Rudy Giuliani is jumping on Mitt Romney today for saying during Tuesday's debate that he would consult with lawyers before deciding whether he would need Congressional approval to take military action against Iran's suspected nuclear weapons program.
And Giuliani's campaign is trying to twist the proverbial knife by likening Romney's response to Democrat John F. Kerry saying during a 2004 presidential debate that America must pass a "global test" before taking military action.
Romney's response -- what some pundits are calling the closest thing to a gaffe during the Michigan debate -- came on a question about whether the president would need authorization from Congress to attack Iran.
"You sit down with your attorneys and tell you want you have to do, but obviously the president of the United States has to do what's in the best interest of the United States to protect us against a potential threat. The president did that as he was planning on moving into Iraq and received the authorization of Congress," Romney said.
Asked whether President Bush needed that authorization, Romney replied, "You know, we're going to let the lawyers sort out what he needed to do and what he didn't need to do. But, certainly, what you want to do is to have the agreement of all the people -- leadership of our government as well as our friends around the world where those circumstances are available."
In response, the Romney campaign said that he gave the strongest answer to the question. "He moved quickly past a legal hypothetical posed by the moderator and made it clear that the President's need to act in the best interests of protecting the American people was the most important consideration, with questions about authorization being a secondary concern," campaign spokesman Kevin Madden said in a statement.
The Romney camp, in turn, accused Giuliani of giving the "most muddled and puzzling answer" because the former New York mayor said "it really depends on exigency of the circumstances and how legitimate it is" on whether a president needs the blessing of Congress.

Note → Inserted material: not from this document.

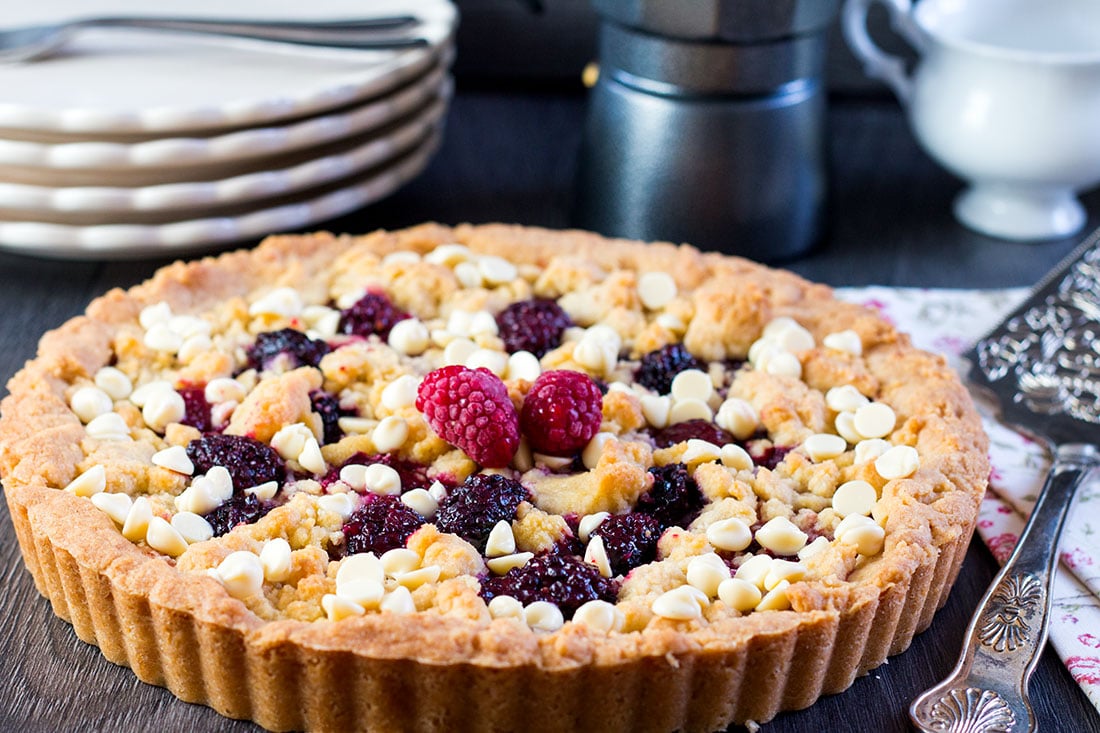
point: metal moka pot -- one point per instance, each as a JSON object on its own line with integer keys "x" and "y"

The exchange is the latest between Giuliani and Romney, who have been going after each other on taxes and spending and whose increasingly testy battle is starting to dominate the Republican race.
Giuliani's latest salvo is particularly pointed for a former Republican governor of Massachusetts because it compares him to Kerry, the Bay State's junior US senator and a Democrat.
Giuliani's camp pointed out that Kerry said, "No president, though all of American history, has ever ceded, and nor would I, the right to preempt in any way necessary to protect the United States of America. But if and when you do it... you have to do it in a way that passes the test, that passes the global test where your countrymen, your people understand fully why you're doing what you’re doing and you can prove to the world that you did it for legitimate reasons."